En nuestra vida, y más cuando te acercas a los 60, recordamos momentos de juventud e incluso de la infancia que consideramos que se conservan intactos. Yo no creo que sea del todo así. Más bien recordamos muy bien puntos de anclaje donde hay huecos o detalles que se perdieron con el tiempo pero que los vamos rellenando con elementos actualizados para seguir conservando el recuerdo. Como cuando vemos el esqueleto de un dinosaurio de un museo arqueológico cuyos huesos originales se entrelazan junto con otros elaborados por artistas plásticos y arqueólogos para darnos una idea de la estructura ósea original más o menos aproximada.

Si nos vamos al terreno de los viajes nos pasa lo mismo y, quizás con un componente mayor en lo emocional. Volvemos a un viejo destino y nos dejamos llevar por la fuerza de las emociones de aquel momento y las deseamos llevar hasta la actualidad para mantenerlas vivas. ¿Pero qué pasa? ¿por qué ya no nos encontramos con aquello de nuevo? Y sí, los lugares permanecen y nosotros también, pero nos aferramos a repetir aquellas emociones.
Una vez escuché de Sabino Antuña conocido como Sabino el viajero en un encuentro de viajeros en la localidad tarraconense de Altafulla una frase que decía:
«Quedémonos con ese momento de un viaje que nos transformó, que nos encandiló. Como aquel primer beso de tu primera novia de la adolescencia que ya no se volverá a repetir pero, cuya emoción la guardarás contigo por siempre»
Por cierto Sabino, para mí, junto con Jorge Sánchez y Agustín Chaler componen los tres grandes tenores en cuanto a los viajeros españoles.

Esta frase, tiene mucho que ver con los que os contaba de obstinarnos en vivir y sentir las mismas impresiones cuando regresamos a una lugar que nos conmovió. No, de ninguna manera va a ser lo mismo.
Ni el asequible hotel Asia de Singapur de Orchid Road que siempre me hospedaba y que ahora es un bloque de apartamentos existe, ni la cantina de la estación de Balmaseda donde Doña Emilia servía aquellos suculentos bocatas de tortilla de chorizo existe, ni el restaurante ZAS de Zacatecas donde servían aquellos tacos dorados con salsa de guacamole y crema y que ahora es una sucursal bancaria de Banorte existe.

Ya no nos encontraremos con muchos lugares que conocimos que eran más que unos simples lugares físicos. Tampoco muchos momentos como los viajes nocturnos por tren en España de 8 horas que, desde Madrid, te llevaba a los amaneceres de Santander, Valencia o Granada.

Cuanto más viajo en AVE, más recuerdo aquellos viajes de la mili en expresos de segunda clase donde, si tenías suerte, cenabas de lo que te compartían familias de tu compartimento y bebías de su bota de vino.
Todo eso es cierto. y sí, como viajeros también cambiamos, evolucionamos con el tiempo.

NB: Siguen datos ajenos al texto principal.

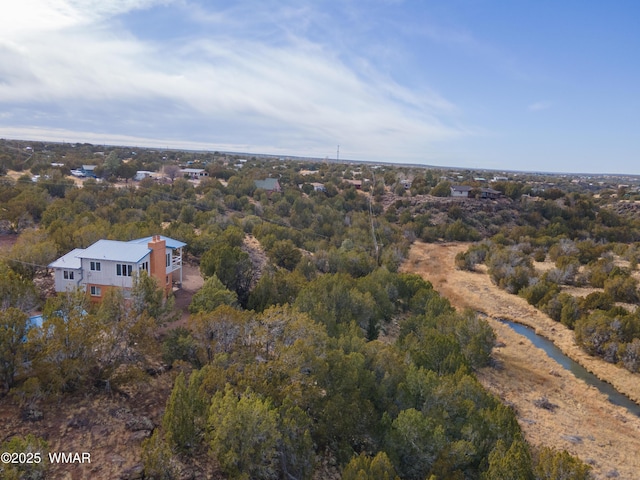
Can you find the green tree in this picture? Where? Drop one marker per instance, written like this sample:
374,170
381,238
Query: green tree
157,459
13,323
550,464
32,251
414,444
16,291
147,296
285,254
244,435
184,418
64,349
212,294
363,467
513,463
232,266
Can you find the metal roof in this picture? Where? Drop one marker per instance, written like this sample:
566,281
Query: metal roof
267,183
171,242
71,260
116,251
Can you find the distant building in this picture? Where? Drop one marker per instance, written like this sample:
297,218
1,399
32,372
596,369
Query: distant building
268,184
194,173
88,171
109,264
142,174
490,193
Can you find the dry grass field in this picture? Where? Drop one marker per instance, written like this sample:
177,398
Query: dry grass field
584,423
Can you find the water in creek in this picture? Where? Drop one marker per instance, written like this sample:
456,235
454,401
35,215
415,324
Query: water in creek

Nuestros sentidos, gustos, nivel de sacrificio y comodidad y la manera de interrelacionarnos con los nativos no son los mismos con el paso de los años. Muchos hablan de lo que era viajar en analógico en los 80 y lo que es ahora con el smartphone; de la democratización del viajar o de la manida globalización que nos hace ver el Starbucks en cualquier rincón del planeta.

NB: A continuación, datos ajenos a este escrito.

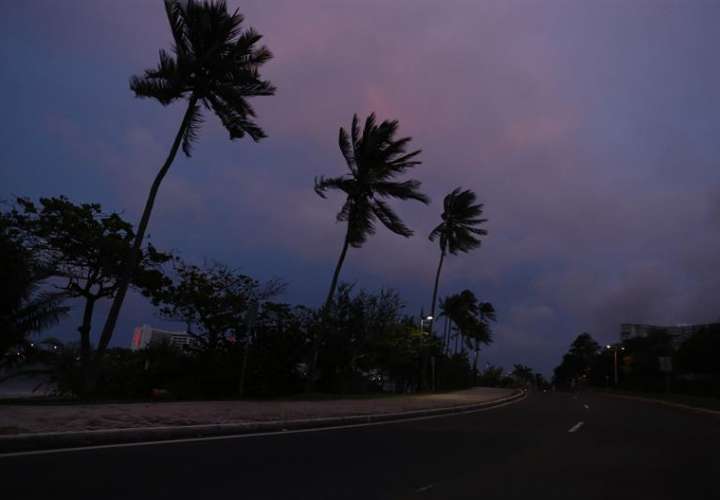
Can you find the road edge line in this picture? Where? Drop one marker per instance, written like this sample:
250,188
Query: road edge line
672,404
39,443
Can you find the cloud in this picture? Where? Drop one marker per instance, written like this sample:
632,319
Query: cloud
589,133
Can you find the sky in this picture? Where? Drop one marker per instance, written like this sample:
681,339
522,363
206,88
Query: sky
588,129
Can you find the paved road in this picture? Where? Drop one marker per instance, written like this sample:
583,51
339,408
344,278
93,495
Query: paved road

Y puede que también cambiemos la forma de viajar: aquel turista que contrató su primer viaje organizado a Cuba a principios de los 90s y que llevaba un maletón a pulso se parece bien poco al viajero al que me fui transformando hasta la actualidad con mochila ligera y sin facturar.
Somos nómadas de lo que somos y viajamos por un mundo que cambia en un constante movimiento social, cultural y climático más allá de sus rotaciones y la geodesia.
Nos damos cuenta de que no existe un solo «lugar », sino múltiples versiones entrelazadas que se construyen y reconstruyen a través de nosotros y de quienes habitan esos espacios.

Revisitar un lugar es, en definitiva, un viaje por el interior; un perverso espejo donde se reflejan nuestras propias mutaciones y la inexorable capacidad del mundo de seguir cambiando.
Lo importante es tener presente que nada va a ser ser lo mismo y quizás sea mejor así. Se nos abrirán otras puertas que estuvieron cerradas con anterioridad y quizás para ver y sentir algo diferente, algo mejor.